Upon its arrival to power in 1959, the Castro government declared the military enclave on Cuban territory illegal, and demanded that it be dismantled.
On several occasions over the past decade, Havana protested the use of the Guantanamo base as “a concentration camp” for undocumented Haitians and Cubans intercepted in their attempt to enter the United States.
Cuba’s utility companies provide no services to the military base.
Although in the past few years, the Pentagon has invested an estimated 70 million dollars in upgrading installations on the base, the enclave is considered an inhospitable place, located in a desert-like area with an extremely dry climate and high temperatures, favourable to the spread of epidemics.

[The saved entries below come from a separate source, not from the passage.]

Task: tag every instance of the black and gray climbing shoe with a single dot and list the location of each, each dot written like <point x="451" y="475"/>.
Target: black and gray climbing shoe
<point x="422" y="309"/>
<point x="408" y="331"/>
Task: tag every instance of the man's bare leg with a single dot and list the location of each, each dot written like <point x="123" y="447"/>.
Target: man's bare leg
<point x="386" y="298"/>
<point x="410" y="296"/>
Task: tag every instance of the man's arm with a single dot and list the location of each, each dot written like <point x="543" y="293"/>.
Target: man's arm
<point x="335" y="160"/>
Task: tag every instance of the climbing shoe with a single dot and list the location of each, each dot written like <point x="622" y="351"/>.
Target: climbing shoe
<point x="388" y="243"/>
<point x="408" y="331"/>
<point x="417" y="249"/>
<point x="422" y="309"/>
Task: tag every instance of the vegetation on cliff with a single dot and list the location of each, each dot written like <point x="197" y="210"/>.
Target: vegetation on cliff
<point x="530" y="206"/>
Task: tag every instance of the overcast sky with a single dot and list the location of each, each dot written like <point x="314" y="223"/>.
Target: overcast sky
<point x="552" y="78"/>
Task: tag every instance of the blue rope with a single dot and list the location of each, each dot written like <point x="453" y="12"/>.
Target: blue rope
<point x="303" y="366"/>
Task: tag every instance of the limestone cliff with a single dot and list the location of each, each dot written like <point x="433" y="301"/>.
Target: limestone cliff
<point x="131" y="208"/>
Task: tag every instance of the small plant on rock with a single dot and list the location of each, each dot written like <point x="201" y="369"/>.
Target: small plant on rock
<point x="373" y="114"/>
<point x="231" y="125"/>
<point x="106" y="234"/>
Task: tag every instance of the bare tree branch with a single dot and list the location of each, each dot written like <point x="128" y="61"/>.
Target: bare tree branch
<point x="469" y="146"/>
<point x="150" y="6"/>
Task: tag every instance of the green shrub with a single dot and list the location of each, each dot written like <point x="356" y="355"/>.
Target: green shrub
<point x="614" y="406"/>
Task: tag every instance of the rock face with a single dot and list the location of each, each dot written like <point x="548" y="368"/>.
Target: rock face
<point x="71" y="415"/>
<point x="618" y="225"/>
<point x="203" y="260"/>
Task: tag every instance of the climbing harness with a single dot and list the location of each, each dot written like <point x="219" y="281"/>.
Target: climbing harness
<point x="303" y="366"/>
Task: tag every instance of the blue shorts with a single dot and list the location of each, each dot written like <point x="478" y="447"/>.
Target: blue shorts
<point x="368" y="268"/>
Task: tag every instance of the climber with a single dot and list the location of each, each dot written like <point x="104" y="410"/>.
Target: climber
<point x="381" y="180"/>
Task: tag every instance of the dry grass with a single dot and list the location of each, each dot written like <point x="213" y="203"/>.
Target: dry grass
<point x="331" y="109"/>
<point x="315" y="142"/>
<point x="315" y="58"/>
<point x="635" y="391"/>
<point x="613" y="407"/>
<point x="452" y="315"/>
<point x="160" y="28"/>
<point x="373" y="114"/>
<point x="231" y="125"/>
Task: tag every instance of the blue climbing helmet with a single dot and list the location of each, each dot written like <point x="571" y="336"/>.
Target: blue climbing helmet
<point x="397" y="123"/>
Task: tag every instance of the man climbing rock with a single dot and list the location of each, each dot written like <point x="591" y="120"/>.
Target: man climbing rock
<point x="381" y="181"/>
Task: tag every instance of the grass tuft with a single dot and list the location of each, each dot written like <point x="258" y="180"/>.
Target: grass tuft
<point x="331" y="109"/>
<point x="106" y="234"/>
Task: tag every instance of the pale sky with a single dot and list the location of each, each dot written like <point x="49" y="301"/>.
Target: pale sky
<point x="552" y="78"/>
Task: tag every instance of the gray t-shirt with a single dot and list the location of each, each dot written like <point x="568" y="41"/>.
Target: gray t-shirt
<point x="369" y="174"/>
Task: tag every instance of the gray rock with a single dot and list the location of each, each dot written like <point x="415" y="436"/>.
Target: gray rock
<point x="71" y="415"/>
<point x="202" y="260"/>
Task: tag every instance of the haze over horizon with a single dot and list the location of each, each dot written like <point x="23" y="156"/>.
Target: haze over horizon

The head of the U.S. army Southern Command, Gen. Charles Wilhem, reported Wednesday that equipment and supplies needed in order to begin receiving the refugees from Kosovo had been sent to Guantanamo.
Wilhem announced that he would personally visit the base to discuss the decision with the officers and troops posted there. He added that the Southern Command was ready to carry out a contingency plan to transfer thousands of refugees.

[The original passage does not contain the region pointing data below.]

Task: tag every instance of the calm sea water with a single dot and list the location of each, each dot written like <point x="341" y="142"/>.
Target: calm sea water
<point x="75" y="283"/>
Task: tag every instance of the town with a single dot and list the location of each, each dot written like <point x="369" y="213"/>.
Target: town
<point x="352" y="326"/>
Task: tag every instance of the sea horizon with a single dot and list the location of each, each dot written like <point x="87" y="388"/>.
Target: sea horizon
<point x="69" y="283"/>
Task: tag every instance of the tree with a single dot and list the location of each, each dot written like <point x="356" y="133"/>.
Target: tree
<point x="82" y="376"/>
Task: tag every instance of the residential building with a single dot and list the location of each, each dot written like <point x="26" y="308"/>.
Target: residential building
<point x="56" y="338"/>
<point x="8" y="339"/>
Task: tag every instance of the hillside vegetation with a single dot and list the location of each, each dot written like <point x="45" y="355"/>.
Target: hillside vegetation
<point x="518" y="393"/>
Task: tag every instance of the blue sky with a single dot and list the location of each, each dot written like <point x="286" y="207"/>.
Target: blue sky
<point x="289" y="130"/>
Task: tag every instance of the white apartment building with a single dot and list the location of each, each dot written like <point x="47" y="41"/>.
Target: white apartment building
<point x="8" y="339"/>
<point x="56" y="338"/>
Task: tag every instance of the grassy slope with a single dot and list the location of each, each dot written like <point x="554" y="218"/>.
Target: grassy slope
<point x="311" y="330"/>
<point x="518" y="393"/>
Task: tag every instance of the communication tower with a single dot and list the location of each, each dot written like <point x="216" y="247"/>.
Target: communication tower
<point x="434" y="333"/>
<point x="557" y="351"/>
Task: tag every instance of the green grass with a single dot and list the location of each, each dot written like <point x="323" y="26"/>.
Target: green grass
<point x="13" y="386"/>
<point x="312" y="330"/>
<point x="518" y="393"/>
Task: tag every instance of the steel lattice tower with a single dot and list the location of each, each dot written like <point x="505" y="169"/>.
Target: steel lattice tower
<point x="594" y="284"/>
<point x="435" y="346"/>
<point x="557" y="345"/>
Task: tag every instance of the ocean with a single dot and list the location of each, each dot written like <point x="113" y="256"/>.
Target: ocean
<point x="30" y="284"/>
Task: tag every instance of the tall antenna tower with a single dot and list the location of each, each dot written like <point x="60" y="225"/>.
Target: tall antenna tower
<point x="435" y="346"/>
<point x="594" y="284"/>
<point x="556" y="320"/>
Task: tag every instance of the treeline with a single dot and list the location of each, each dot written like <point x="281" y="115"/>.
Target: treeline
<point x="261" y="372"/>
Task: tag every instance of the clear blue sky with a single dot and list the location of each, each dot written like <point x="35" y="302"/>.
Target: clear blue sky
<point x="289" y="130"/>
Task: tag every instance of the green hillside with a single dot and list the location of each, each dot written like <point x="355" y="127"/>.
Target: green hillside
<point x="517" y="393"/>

U.S. State Department spokesman James Rubin specified Monday that the arrangements for housing the refugees were only temporary, as the United States meant for them to return home once the crisis was over.
The U.S. government blames the refugee crisis on Yugoslav President Slobodan Milosevic, who Washington accuses of “emptying” the region of Kosovo.
The Cuban government, meanwhile, says this is not the time to “argue about who is responsible for what is occurring, and for the events that led up to” the situation in Yugoslavia.
The statement in Granma maintained that only a political solution to the conflict in Yugoslavia was possible, because “observing geography and other realities, any military support to Serbia from abroad is only possible with unconventional, in other words nuclear, weapons,” which is simply “inconceivable.”
“The destruction, in the middle of winter, of a thermo- electric plant that supplies electricity and heat to a million people, and attacks on similar installations providing vital services to the entire population, is far from a military objective, but rather verges on genocide.”